Example: If I own an apartment building and I am given a blanket tax break on my income but my expenses on real estate maintenance are discounted from taxes on a seven year schedule... that sends me the message that the state wants me to be a slumlord.
Consider this: why using my money to fix the building and keep it going smoothly? I rather get all the money I can from it, invest nothing in maintenance, and raise rents as much as I can. When the building is no longer good for renting I demolish it and build another one. That way I get a 7 year tax bonanza on top of my permanently low blanket tax rates. It works to my advantage if my investment is lumped in one big number when I pay to rebuild instead of paying for steady maintenance.
That way of operating business ads to the natural boom-bust cycles diminishing the number of people constantly employed in building maintenance. Instead it generates a quick few months of employment for those building the new edifice. That is the way South American economies work: the rich get a pass from government and pay no taxes. Due to corruption, targeted taxation does not work. The result: weak middle class, steep boom-bust peaks and valleys, and a vast number of poor and chronically unemployed. We will get there eventually if we keep electing idiots to run the government. I don't think I have to name any names, especially this week.

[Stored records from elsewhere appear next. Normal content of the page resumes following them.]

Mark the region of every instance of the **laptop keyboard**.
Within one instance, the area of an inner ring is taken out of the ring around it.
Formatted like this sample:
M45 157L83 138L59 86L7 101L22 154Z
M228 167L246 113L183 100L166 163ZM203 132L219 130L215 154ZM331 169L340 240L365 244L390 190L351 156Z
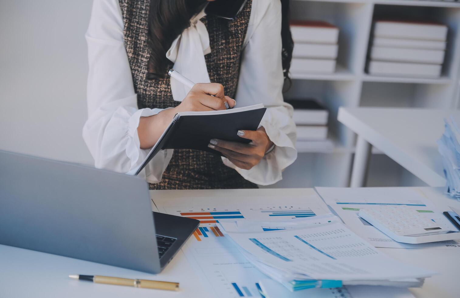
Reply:
M156 245L158 246L158 255L160 257L164 255L165 253L172 245L172 244L176 240L175 238L161 235L156 235Z

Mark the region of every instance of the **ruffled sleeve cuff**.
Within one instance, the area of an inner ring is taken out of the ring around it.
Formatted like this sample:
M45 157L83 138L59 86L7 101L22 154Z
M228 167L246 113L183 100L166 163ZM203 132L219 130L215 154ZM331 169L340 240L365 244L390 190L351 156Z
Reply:
M126 147L126 155L131 160L131 167L127 174L134 175L142 164L150 149L140 149L140 142L138 134L138 127L141 117L148 117L156 115L163 111L161 109L142 109L132 116L128 122L129 140ZM172 150L159 152L139 173L148 182L151 183L161 181L163 172L167 166L172 155Z
M267 109L260 126L265 129L275 147L258 164L251 169L242 169L223 157L224 164L235 169L244 179L259 185L269 185L281 180L283 170L297 158L295 125L292 117L286 114L282 106Z

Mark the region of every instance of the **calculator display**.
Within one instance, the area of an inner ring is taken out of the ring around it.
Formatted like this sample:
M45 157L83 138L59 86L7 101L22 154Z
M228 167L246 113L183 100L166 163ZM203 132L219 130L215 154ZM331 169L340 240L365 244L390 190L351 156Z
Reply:
M456 232L455 231L443 231L443 232L434 232L433 233L424 233L423 234L415 234L415 235L404 235L404 236L406 237L423 237L424 236L431 236L432 235L443 235L444 234L451 234L452 233L460 233L460 232Z

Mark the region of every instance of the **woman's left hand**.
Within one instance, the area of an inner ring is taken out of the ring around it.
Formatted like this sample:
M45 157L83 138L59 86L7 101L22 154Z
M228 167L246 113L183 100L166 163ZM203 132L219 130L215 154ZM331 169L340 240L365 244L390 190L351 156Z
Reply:
M260 162L273 145L263 127L257 130L238 130L238 135L252 141L245 144L213 139L208 147L222 153L238 168L250 169Z

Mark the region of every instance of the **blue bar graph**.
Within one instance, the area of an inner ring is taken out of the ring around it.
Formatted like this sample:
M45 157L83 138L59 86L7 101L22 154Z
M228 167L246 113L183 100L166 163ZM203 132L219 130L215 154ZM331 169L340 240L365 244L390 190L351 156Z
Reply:
M290 260L290 259L288 259L287 257L284 257L283 256L282 256L281 255L280 255L280 254L278 253L277 252L276 252L275 251L272 250L270 247L268 247L265 246L262 242L261 242L259 240L257 240L255 238L249 238L249 240L250 240L252 242L253 242L253 243L254 243L254 244L255 244L256 245L257 245L258 246L259 246L260 248L262 248L263 250L264 250L264 251L265 251L269 253L270 255L272 255L273 256L275 256L276 257L279 258L280 259L281 259L283 261L285 261L286 262L292 262L292 260Z
M338 205L401 205L406 206L426 206L425 204L398 204L396 203L336 203Z
M250 292L249 292L249 289L247 288L247 286L243 286L243 290L244 290L244 292L246 293L246 297L253 297L253 294L251 293Z
M241 292L241 290L240 289L239 287L238 287L238 285L234 282L231 283L232 286L235 288L235 289L236 291L236 292L238 294L240 295L240 297L244 297L244 294L243 294L243 292Z
M201 232L201 234L203 234L203 236L207 237L207 234L206 234L206 232L205 231L205 229L203 228L200 227L198 228L200 229L200 231ZM207 230L207 229L206 229Z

We the people need to force capital to move, invest, take risks. Gentle prodding is all that's needed. Capitalists are always willing to risk if the odds are reasonable and there is no punishment for making money. The blanket tax breaks for upper level income individuals simply add to the problem: the money is sucked upwards, fleecing and slowing down the middle class (typically the movers and shakers in a healthy economy.) As the crisis deepens the rich get more cautious with their capital and keep it quiet in safe investments (bonds, government debt, etc.) thus adding to the general scarcity of money. By the way that is why the stimulus did not work: because it runs counter to basic human nature.
The post-Reagan policies have turned a positive cycle into a negative cycle. One of the side effects has been that the price of borrowing has gone down for the U.S. Government. As a consequence politicians have gone into a borrowing spree thus compounding the problem even further. That was totally predictable by the way. Leaving politicians alone with cheap money is like having the fat kid guarding the pie.
Capital has to be punished when it goes safe and rewarded when it takes risks or creates more wealth. Remember the parable of the talents (Matthew 25:14-30; Luke 19:12-28,) a real primer in economics. Basic teaching: bury the talent and the Boss will chew your butt. Government has to cease competing in the money markets with those willing to do creative things with the available money. If you don't want to ever see your talent again, bury it in the Government coffers.
Remedy:
- Cancel the blanket tax cuts and enable targeted tax cuts thus inviting capital from abroad to come and invest, and forcing local capital to come off the caves. Put the tax pressure on stagnant capital. Ease the tax pressure on capital taking risks.
- Stop government from borrowing money. Government should subsist on revenue only. Borrowing is only for times of war or national emergencies.
- Stop taxing labor by means of payroll-based taxation, obsolete labor unions, and other parasitic measures.